Zooming to the prompt, it needs to include placeholders for tools and tool_names:
**Answer the following questions as best you can, but speaking as a pirate might speak. You have access to the following tools:**
**{tools}**
Use the following format:
Question: the input question you must answer
Thought: you should always think about what to do
Action: the action to take, should be one of **[{tool_names}]**
Action Input: the input to the action
Observation: the result of the action
... (this Thought/Action/Action Input/Observation can repeat N times)
Thought: I now know the final answer
Final Answer: the final answer to the original input question
Question: **{input}** \n **{agent_scratchpad}**
The Python module that manages the prompt needs to implement the tool factory class:
from athena.llm.tools.tool_factory import ToolInstanceFactoryInterface
class DemoToolInstanceFactory(ToolInstanceFactoryInterface):
def build_tool_instances(self, tool_entities: list[OwlToolEntity]) -> list[Any]:
This factory uses LangChain to build StructuredTool:
def build_tool_instances(self, tool_entities: list[OwlToolEntity]) -> list[Any]:
""" From the list of tools to use build the function reference for LLM """
tool_list=[]
for tool_entity in tool_entities:
tool_list.append(self.define_tool(tool_entity.tool_description, tool_entity.tool_fct_name, tool_entity.tool_arg_schema_class))
return tool_list
The tools.yaml
file includes the definition of the tool as a OwlEntity:
query_crm:
tool_id: query_crm
tool_class_name: athena.llm.tools.demo_tools
tool_description: """Call the customer relationship management (CRM) to get customer data."""
tool_fct_name: 'query_crm_backend'
When creating the agent, the tool definitions are loaded and then passed to the build_tool_instances()
function. See the code
[HED] How do the tool descriptions and the tool parameters and their descriptions get used?
Prompts¶
TBD
Document management¶
When a user uploads a document using the chatbot interface, the file is persisted in a cloud object storage with some metadata. The file is parsed into sub-documents or chunks that are vectorized via Embeddings
. The created vectors are saved in a vector store. The architecture section showed an overview of vector store processing.
The REST resource is in the document.py file. It has two APIs, one for similarity search and one to upload a document. In this snippet, file_description
represents the file's metadata and myFile
the binary stream coming from the client application:
@router.post("/documents")
async def post_document_for_rag( file_description: FileDescription = Depends(), myFile: UploadFile = File(...)):
# delegate to the document manager
The document manager is in the itg/store/content_mgr.py file.
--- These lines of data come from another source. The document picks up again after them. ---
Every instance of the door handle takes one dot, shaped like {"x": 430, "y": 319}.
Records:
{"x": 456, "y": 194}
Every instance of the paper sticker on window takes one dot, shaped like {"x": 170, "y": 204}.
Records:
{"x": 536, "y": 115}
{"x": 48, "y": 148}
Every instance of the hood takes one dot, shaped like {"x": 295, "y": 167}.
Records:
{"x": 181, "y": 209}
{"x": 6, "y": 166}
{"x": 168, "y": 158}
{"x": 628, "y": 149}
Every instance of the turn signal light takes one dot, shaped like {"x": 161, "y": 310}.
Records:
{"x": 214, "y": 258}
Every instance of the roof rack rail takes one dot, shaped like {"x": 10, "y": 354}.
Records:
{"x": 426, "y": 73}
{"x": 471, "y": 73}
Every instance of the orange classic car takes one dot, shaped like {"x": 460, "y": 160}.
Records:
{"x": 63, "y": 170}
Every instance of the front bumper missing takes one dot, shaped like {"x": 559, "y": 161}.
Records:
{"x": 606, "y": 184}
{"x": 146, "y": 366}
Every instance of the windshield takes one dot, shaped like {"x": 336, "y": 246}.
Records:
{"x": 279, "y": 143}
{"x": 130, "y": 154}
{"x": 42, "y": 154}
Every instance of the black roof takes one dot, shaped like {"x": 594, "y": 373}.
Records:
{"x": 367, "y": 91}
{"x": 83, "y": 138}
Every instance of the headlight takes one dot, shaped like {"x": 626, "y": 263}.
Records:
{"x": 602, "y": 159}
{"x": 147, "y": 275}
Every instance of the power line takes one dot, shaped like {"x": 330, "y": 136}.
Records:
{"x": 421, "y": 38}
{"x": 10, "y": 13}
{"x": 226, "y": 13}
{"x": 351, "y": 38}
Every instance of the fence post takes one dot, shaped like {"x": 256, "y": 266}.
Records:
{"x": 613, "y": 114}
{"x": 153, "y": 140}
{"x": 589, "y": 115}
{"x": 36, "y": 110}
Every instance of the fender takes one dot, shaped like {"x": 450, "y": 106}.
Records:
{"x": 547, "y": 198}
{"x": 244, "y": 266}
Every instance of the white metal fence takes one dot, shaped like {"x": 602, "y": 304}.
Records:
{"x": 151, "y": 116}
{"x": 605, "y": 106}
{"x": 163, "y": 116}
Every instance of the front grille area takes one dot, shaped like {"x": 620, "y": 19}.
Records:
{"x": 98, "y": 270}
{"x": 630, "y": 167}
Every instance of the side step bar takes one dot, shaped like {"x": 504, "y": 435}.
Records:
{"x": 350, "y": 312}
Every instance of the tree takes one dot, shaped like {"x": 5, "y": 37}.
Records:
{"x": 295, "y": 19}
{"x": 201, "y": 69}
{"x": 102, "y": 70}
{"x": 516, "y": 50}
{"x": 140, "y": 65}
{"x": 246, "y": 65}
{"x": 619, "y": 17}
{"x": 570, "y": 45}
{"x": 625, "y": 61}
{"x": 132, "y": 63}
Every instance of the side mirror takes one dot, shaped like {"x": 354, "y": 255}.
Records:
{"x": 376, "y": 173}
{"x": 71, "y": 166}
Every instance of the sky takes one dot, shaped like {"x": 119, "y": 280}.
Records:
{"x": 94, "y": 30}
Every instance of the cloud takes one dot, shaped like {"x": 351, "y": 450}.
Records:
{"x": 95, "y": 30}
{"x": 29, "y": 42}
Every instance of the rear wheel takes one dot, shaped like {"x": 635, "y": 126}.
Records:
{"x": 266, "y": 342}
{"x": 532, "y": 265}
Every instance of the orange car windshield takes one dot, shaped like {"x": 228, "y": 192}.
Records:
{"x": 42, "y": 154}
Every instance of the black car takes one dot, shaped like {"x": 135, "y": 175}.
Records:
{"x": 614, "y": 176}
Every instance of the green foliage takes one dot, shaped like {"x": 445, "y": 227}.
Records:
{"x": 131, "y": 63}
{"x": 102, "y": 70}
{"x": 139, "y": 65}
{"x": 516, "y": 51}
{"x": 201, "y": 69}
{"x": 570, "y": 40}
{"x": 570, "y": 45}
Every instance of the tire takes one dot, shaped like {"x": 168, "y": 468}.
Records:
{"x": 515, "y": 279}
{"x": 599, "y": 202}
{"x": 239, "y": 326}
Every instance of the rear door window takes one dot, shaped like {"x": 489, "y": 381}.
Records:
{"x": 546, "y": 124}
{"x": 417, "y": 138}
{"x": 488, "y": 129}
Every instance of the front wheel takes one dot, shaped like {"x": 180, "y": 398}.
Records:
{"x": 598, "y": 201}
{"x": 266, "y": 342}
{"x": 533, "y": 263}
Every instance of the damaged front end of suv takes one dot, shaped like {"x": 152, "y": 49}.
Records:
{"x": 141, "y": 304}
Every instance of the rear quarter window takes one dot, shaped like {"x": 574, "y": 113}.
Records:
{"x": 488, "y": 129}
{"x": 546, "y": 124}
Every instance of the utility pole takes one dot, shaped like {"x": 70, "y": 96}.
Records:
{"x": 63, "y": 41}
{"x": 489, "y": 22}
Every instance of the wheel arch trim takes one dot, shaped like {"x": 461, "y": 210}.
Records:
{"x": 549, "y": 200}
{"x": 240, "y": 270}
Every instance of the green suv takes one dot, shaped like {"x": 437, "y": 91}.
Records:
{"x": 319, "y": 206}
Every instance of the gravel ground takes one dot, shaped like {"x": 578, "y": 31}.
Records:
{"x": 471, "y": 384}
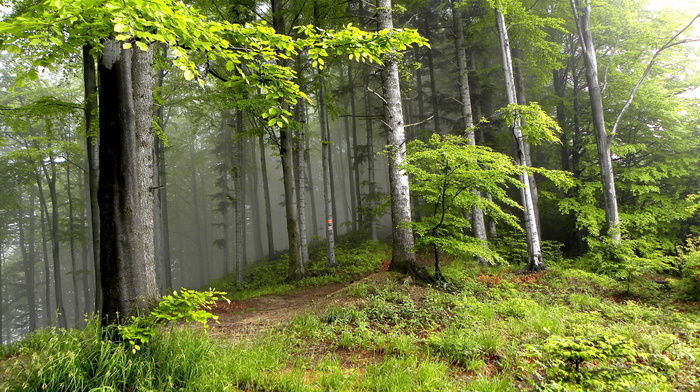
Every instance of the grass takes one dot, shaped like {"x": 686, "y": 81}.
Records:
{"x": 562, "y": 330}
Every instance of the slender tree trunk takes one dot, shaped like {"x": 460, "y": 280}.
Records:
{"x": 2, "y": 299}
{"x": 126, "y": 182}
{"x": 535, "y": 262}
{"x": 478, "y": 222}
{"x": 371, "y": 187}
{"x": 300, "y": 168}
{"x": 239, "y": 199}
{"x": 349, "y": 150}
{"x": 327, "y": 176}
{"x": 520, "y": 95}
{"x": 582, "y": 16}
{"x": 266, "y": 194}
{"x": 403, "y": 256}
{"x": 93, "y": 165}
{"x": 434, "y": 97}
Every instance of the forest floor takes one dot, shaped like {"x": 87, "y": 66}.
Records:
{"x": 246, "y": 320}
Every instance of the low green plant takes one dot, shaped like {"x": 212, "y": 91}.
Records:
{"x": 602, "y": 362}
{"x": 688, "y": 262}
{"x": 185, "y": 305}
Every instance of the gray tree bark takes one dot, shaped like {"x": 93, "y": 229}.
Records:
{"x": 266, "y": 194}
{"x": 93, "y": 165}
{"x": 327, "y": 177}
{"x": 582, "y": 16}
{"x": 535, "y": 262}
{"x": 128, "y": 270}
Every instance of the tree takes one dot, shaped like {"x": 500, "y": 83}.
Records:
{"x": 403, "y": 257}
{"x": 582, "y": 16}
{"x": 535, "y": 262}
{"x": 478, "y": 222}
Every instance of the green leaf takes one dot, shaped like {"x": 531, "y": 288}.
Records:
{"x": 142, "y": 46}
{"x": 120, "y": 28}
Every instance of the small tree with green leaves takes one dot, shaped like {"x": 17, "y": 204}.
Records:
{"x": 445, "y": 171}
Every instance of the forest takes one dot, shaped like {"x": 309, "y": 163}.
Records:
{"x": 477, "y": 146}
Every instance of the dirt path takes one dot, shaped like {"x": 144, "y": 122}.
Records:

The logic to process the uploaded file is:
- Persist the metadata file and potentially the file content itself in the storage URI as specified in the
config.yaml
file:owl_agent_content_file_path
. - From the document type, perform chunking and embedding separately, as the libraries to parse and split the main document are different.
- Create embeddings and save them in the vector store in the collection as defined by the config file.
The content_mgr offers a get_retriever()
method to be using in LLM RAG implementation.